MA History of Art/Theology & Religious Studies
About this course
History of art and theology and religious studies is a combination that opens some of the most profound and enduring questions about human culture and experience. History of art examines how and why paintings, sculptures, buildings, and works of design come to look the way they do, situating visual objects within the historical, social, and intellectual contexts of their making and asking what they reveal about the cultures that produced them. Theology and religious studies explores the beliefs, practices, texts, and institutions of the world's religious traditions, examining them with the rigour of historical, philosophical, and comparative analysis. At the University of Glasgow, you will study both disciplines together as a part-time joint programme, developing skills in close visual and textual analysis, historical contextualisation, and critical argument. The disciplines are deeply connected: a vast proportion of the history of Western visual art is explicitly religious in content, and many of the most significant art traditions in Asia, the Middle East, and Africa are inseparable from their religious contexts.
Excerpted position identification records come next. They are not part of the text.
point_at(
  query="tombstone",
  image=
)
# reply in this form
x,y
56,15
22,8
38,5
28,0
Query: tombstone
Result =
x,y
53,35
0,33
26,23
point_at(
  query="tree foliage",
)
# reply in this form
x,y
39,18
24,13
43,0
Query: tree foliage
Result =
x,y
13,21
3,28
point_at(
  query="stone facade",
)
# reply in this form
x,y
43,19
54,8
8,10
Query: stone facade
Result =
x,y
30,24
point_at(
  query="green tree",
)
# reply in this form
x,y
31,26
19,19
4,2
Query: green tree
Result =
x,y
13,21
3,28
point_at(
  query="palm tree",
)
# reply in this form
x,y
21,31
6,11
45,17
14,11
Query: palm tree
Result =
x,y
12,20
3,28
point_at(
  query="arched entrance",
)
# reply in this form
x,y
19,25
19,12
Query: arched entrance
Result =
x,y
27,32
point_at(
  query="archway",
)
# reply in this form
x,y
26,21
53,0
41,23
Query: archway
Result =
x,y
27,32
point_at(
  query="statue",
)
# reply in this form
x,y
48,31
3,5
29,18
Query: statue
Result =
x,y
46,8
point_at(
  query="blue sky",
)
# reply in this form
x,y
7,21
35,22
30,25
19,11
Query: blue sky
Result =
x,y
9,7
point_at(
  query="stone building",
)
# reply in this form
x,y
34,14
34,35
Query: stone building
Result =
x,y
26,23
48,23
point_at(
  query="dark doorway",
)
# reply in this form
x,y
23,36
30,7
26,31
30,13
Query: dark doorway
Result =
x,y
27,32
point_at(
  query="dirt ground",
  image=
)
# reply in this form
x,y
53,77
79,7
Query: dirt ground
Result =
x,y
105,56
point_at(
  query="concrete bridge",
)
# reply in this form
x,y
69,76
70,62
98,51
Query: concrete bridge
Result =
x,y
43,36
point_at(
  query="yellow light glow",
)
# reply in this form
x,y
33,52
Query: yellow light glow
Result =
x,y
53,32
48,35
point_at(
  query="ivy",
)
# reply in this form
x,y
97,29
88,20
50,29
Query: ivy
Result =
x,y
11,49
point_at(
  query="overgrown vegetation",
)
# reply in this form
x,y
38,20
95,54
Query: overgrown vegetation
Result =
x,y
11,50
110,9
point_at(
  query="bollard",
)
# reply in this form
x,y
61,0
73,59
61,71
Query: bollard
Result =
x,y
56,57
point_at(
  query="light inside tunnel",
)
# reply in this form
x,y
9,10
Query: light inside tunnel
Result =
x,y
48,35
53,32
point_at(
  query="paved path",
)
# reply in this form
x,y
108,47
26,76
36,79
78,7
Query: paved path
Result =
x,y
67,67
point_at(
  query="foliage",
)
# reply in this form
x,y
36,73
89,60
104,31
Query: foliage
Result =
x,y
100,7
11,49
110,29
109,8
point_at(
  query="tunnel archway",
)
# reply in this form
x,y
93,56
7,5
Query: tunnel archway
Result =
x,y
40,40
Studying them together means you can bring theological depth to art historical analysis and art historical sensitivity to theological and religious inquiry. The programme includes a year abroad, giving you the opportunity to study at a partner institution and engage with different religious and artistic traditions in another national context. Graduates of this combination go on to work in museums, galleries, heritage organisations, religious charities, publishing, journalism, education, and academic research. The critical and analytical skills developed across both disciplines are valued in roles that require the ability to work with complex texts and images, to understand cultural context, and to communicate clearly about material that requires careful interpretation. Many graduates also go on to postgraduate study in art history, religious studies, theology, or curatorial practice.